Dzięki „Matecznikowi” możemy przyjrzeć się sobie niczym w lustrze, bowiem trudno nie utożsamiać się z kobietą w nieustającej gotowości do walki z gotowaniem, zmywaniem, prasowaniem - ot, pozornie zwyczajnymi czynnościami, jakie każda z nas wykonuje, a jednak czynnościami tak niedocenianymi przez mężczyzn.
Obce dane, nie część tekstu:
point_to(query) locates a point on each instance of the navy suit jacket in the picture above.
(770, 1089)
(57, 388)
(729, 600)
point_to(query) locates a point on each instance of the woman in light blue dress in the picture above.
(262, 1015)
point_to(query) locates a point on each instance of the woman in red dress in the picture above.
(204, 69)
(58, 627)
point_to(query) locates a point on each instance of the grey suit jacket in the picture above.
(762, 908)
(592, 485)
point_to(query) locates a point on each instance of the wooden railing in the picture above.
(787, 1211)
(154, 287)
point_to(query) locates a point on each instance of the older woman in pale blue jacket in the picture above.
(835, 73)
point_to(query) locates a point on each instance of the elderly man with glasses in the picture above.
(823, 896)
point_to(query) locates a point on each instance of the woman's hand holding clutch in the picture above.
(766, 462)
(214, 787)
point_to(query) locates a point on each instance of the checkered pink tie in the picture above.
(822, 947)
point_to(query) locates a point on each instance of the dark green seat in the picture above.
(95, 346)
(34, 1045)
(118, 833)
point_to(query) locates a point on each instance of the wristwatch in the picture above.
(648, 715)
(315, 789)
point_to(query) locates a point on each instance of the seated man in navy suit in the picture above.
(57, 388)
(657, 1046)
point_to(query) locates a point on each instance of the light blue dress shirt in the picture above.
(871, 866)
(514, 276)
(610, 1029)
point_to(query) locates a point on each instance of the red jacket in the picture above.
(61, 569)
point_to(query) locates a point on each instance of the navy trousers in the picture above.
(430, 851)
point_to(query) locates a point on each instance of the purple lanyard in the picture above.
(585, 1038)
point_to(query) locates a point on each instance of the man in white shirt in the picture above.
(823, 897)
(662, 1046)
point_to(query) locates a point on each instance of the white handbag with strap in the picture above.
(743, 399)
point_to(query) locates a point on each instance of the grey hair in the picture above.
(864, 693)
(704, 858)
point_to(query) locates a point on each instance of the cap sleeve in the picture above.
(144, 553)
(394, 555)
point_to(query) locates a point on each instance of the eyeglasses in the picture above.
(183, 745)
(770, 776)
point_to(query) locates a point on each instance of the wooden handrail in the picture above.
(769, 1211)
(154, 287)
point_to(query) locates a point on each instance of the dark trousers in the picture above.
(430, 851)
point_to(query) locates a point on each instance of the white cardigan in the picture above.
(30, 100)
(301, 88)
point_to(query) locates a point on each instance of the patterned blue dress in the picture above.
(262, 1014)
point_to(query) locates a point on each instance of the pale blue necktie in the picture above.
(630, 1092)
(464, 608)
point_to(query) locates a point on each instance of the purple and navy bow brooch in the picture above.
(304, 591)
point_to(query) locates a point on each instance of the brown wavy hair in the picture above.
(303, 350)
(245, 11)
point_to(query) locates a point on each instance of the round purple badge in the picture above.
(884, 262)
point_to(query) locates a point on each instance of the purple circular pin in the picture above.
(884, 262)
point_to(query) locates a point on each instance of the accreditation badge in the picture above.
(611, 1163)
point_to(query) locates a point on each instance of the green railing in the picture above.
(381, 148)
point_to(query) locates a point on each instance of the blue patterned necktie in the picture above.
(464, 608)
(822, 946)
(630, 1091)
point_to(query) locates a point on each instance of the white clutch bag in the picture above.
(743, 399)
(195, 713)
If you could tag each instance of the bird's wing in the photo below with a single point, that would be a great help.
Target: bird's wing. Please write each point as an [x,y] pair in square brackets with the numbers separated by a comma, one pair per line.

Tylko kobieta zrozumie kobietę, która z desperacją w oczach patrzy na wyniki rysunkowych eksperymentów dzieci (prawdziwe dzieło sztuki współczesnej, w przypadku którego radosna twórczość wykracza poza karton papieru), sterty prasowania i prawdziwą zmorę dnia codziennego - obiad. Tylko kobieta doceni rzadkie chwile wolności („prywatne święto wolności” - jak nazywa to autorka), na które może składać się tylko czas spędzony w podróży autobusem, i tylko kobieta wie, co oznacza pragnienie bycia sobą - nie matką, żoną, służącą rodziny, tylko po prostu kobietą.
Kamila z „Matecznika” niesie jednak bardzo ważne przesłanie dla wszystkich żon i matek przytłoczonych obowiązkami, a mianowicie: nie rezygnuje z marzeń. To właśnie one skłaniają ją do mozolnej nauki języków obcych (i to aż czterech jednocześnie!). I choć czasami bohaterka pada ze zmęczenia, to poznając nowe słowa czy czasy, rekompensuje sobie tym samym rezygnację ze studiów lingwistycznych i przynajmniej na chwilę odrywa się od rzeczywistości pełnej obowiązków.
„Matecznik” jest tym samym książką-balsamem oraz wskazówką - ale nie: jak wychowywać dzieci, lecz jak żyć wśród nich, a także obaleniem mitu idealnej rodziny z perfekcyjną panią domu na czele. Książka Agnieszki Grzelak to obowiązkowa lektura dla każdej kobiety (koniecznie należy wysłać męża z dziećmi do kina, by móc się w niej zatopić), ale i dla "samców alfa", którym utrzymanie domu w stanie względnego porządku z dziećmi na głowie wydaje się banalnym zadaniem. Przy „Mateczniku” dozwolony jest i śmiech, i płacz (głównie nad swym ciężkim losem), ale obowiązkowo należy dokonać wiwisekcji swojego życia i częściej pozwalać sobie na chwile przyjemności, bo one - niezależnie od tego, czy będziemy się uczyły języków, odwiedzimy kosmetyczkę, czy też beztrosko zapatrzymy się w horyzont - po prostu każdej kobiecie się należą.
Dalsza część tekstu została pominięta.